Signs of ancient management are there though, in the dense crowns of the oaks that were cut as pollards centuries ago. The woodland is managed to preserve this fragile state, through holly clearance, opening up the area around ancient and veteran trees, and monitoring the birdlife.
Nest boxes are in place to look at the habits of redstart, something of an old woodland specialist. The name redstart comes from the Anglo-Saxon for ‘red-tail’, appropriately describing the rusty tail of the male bird, which restlessly flickers when it perches. These birds are just one of many hundreds of species that call the trees of this very special woodland home.
On the Polden Hills at Collard Hill we are preparing for another summer flight season of the large blue butterfly. We have just appointed our annual volunteer ranger, who will be based at Collard Hill for 6 weeks in June and July.
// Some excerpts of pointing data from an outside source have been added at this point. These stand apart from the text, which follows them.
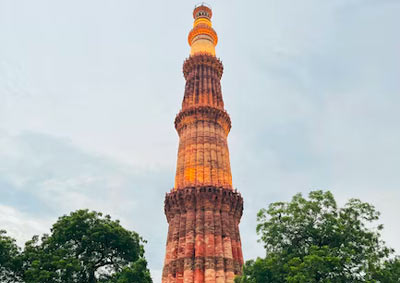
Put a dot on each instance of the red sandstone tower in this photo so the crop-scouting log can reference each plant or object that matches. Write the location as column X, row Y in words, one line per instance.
column 203, row 211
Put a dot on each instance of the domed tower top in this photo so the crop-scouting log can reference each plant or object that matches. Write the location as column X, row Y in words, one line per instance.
column 202, row 38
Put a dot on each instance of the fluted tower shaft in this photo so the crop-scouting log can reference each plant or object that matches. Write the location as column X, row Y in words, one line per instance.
column 203, row 211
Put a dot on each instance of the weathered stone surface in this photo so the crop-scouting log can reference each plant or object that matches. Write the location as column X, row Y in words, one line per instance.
column 205, row 244
column 203, row 211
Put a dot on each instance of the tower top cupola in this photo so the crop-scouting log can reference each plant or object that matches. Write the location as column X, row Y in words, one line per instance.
column 202, row 38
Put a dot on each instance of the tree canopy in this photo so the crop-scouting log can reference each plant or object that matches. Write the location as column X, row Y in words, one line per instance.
column 313, row 240
column 84, row 246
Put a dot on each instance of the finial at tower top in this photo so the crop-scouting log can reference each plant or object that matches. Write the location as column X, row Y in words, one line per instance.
column 202, row 38
column 202, row 10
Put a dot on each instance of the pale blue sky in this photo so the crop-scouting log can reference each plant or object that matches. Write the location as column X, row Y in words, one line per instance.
column 89, row 91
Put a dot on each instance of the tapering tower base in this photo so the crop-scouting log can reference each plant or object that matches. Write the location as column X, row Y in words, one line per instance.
column 203, row 242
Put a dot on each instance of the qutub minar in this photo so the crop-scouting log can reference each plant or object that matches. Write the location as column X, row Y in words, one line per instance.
column 203, row 210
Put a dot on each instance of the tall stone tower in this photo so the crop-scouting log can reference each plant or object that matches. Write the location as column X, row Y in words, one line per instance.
column 203, row 210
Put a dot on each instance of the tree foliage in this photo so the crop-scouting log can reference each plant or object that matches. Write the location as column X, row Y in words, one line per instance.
column 10, row 261
column 312, row 240
column 83, row 247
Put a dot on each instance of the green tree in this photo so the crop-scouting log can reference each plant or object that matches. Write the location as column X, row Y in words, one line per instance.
column 85, row 247
column 10, row 261
column 312, row 240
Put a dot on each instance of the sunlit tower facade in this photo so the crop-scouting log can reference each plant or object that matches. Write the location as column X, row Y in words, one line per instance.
column 203, row 210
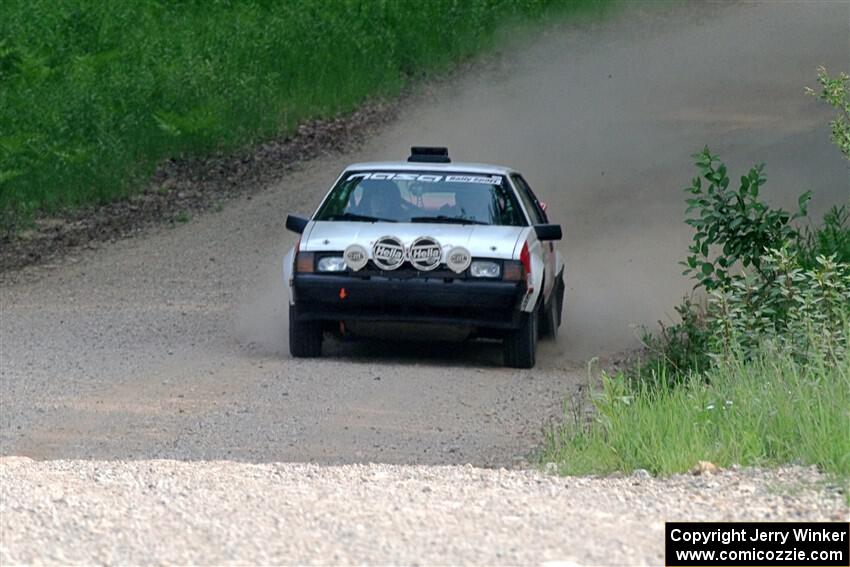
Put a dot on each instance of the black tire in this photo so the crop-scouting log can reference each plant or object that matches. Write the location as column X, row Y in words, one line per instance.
column 520, row 346
column 305, row 337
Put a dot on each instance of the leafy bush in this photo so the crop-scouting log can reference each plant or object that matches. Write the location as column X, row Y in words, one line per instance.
column 836, row 91
column 758, row 375
column 783, row 307
column 832, row 238
column 760, row 410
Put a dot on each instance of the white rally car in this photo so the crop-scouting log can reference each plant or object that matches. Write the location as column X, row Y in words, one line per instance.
column 426, row 242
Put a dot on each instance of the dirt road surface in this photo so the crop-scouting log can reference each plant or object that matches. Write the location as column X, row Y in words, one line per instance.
column 172, row 345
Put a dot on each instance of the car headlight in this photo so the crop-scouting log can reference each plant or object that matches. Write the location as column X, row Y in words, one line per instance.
column 485, row 269
column 331, row 264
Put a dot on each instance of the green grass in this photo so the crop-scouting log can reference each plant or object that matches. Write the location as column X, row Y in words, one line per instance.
column 94, row 94
column 766, row 411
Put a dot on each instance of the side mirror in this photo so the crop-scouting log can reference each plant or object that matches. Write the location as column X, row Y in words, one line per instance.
column 296, row 224
column 548, row 231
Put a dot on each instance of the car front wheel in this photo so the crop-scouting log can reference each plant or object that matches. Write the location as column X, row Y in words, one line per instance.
column 520, row 346
column 305, row 337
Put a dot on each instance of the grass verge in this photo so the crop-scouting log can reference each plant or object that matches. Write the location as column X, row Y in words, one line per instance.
column 767, row 410
column 93, row 95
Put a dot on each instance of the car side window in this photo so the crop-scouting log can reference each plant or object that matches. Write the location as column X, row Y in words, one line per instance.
column 538, row 216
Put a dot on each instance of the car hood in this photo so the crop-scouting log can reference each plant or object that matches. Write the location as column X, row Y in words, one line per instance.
column 481, row 240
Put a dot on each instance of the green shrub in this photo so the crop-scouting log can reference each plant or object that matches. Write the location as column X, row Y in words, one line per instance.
column 832, row 238
column 803, row 312
column 836, row 92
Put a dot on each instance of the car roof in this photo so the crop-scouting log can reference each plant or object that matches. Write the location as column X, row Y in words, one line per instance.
column 429, row 166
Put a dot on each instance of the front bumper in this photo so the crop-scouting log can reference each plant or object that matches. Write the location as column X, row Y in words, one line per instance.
column 483, row 304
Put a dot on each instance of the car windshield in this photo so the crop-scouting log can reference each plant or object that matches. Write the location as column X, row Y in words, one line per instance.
column 423, row 196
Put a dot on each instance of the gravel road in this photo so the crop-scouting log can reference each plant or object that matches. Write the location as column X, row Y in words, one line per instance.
column 212, row 513
column 171, row 345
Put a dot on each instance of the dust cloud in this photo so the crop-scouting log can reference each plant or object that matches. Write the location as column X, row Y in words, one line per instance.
column 602, row 117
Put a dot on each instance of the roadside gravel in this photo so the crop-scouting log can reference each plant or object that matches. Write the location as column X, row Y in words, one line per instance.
column 149, row 512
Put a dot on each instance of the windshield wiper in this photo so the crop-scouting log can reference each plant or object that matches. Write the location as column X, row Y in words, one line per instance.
column 447, row 220
column 356, row 217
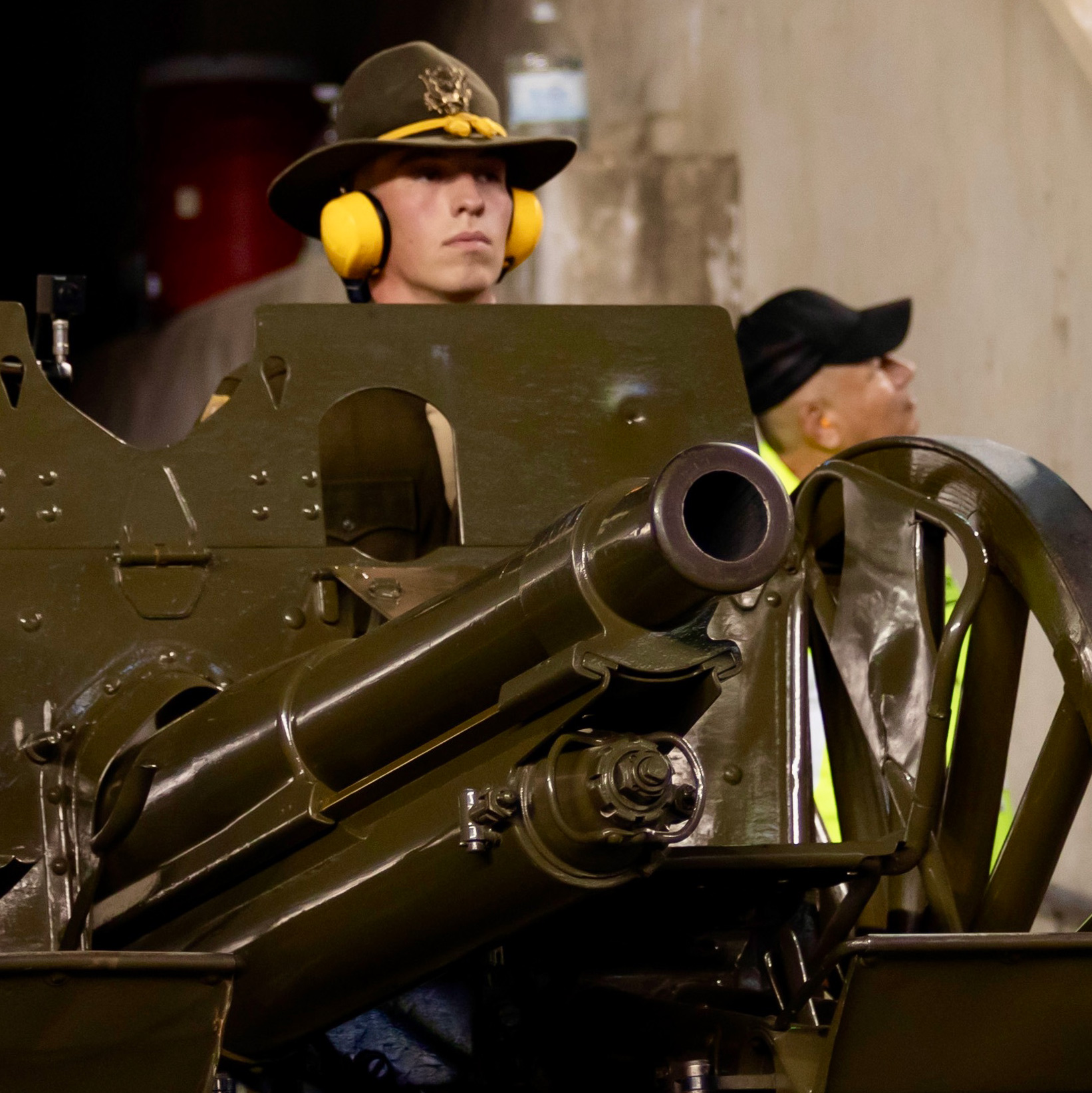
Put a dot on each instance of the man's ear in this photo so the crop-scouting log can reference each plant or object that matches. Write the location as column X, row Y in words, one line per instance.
column 821, row 426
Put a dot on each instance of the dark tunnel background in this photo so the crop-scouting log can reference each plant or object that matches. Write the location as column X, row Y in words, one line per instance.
column 70, row 120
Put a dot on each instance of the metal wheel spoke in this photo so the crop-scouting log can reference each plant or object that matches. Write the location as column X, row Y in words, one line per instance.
column 976, row 772
column 1043, row 820
column 857, row 788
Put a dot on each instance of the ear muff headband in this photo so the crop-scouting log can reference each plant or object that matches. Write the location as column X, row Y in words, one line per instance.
column 356, row 234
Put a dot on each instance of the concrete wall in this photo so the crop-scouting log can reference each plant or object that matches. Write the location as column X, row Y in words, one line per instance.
column 939, row 149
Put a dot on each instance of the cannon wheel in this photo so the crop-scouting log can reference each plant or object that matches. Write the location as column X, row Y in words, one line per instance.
column 871, row 527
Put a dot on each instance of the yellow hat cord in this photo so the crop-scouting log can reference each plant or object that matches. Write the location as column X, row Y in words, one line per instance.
column 457, row 125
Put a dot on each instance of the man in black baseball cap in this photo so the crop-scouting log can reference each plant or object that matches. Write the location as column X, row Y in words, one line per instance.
column 822, row 377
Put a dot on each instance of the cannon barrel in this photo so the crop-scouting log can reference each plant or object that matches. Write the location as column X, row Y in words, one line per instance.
column 275, row 761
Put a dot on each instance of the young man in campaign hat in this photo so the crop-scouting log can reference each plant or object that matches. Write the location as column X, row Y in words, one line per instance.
column 421, row 199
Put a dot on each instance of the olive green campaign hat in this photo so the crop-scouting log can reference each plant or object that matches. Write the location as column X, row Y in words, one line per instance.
column 414, row 95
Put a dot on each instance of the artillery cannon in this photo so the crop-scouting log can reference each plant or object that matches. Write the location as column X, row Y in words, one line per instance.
column 256, row 783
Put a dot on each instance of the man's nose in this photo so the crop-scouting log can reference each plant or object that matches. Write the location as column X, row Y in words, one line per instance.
column 467, row 195
column 900, row 370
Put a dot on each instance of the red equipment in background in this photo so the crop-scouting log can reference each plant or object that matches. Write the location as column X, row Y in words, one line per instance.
column 217, row 132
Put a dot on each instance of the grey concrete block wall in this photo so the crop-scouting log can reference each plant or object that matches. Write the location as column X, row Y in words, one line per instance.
column 939, row 149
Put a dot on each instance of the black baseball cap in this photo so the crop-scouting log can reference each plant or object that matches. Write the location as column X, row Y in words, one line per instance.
column 789, row 338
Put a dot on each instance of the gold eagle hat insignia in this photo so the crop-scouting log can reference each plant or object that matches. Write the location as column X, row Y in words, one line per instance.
column 446, row 90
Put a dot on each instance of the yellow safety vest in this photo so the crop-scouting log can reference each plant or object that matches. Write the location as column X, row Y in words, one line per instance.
column 825, row 804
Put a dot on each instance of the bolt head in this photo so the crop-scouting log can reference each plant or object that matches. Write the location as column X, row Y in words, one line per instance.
column 684, row 800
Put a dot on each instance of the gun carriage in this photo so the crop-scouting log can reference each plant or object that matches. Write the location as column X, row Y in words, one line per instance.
column 256, row 783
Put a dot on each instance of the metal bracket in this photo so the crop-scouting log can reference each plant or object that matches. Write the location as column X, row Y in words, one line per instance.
column 483, row 816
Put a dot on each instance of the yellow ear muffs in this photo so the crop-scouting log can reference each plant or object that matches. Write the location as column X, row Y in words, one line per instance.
column 525, row 231
column 356, row 235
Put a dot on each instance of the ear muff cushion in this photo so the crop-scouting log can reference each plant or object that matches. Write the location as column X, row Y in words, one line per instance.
column 526, row 228
column 356, row 235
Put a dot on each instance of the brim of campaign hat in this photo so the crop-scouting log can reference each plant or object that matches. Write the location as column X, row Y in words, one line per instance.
column 299, row 194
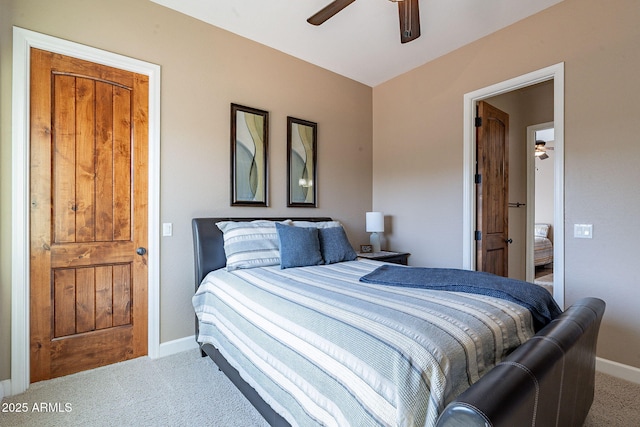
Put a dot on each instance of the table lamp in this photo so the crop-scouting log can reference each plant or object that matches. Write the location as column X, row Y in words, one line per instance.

They will be meeting visitors and conducting a daily butterfly transect.
Last year’s egg count was the highest recorded since beginning the program in 2000. Why not visit and meet our ranger and hopefully catch a glimpse of the large blue? As well as enjoy the stunning views across the Somerset levels. We will also be updating a blog with recorded flight numbers and other notable sightings to help anyone looking to visit to plan their trip.
All of the Polden Hill surveys will provide accurate ecological information, which feeds into the management plan of the properties. This invaluable data will directly inform our habitat management work at the properties such as hazel coppicing at Walton Hill woods and scrub control on Collard Hill
During the summer we will also be monitoring the local bat populations along six transects and completing lesser horseshoe bat emergence surveys.
Alongside this we will also be conducting butterfly surveys, heath fritillaries in particular will be monitored and with some new innovative management techniques being trialled we will be hoping for good numbers. On your next walk along the uplands, why not keep a look out for these rare varieties?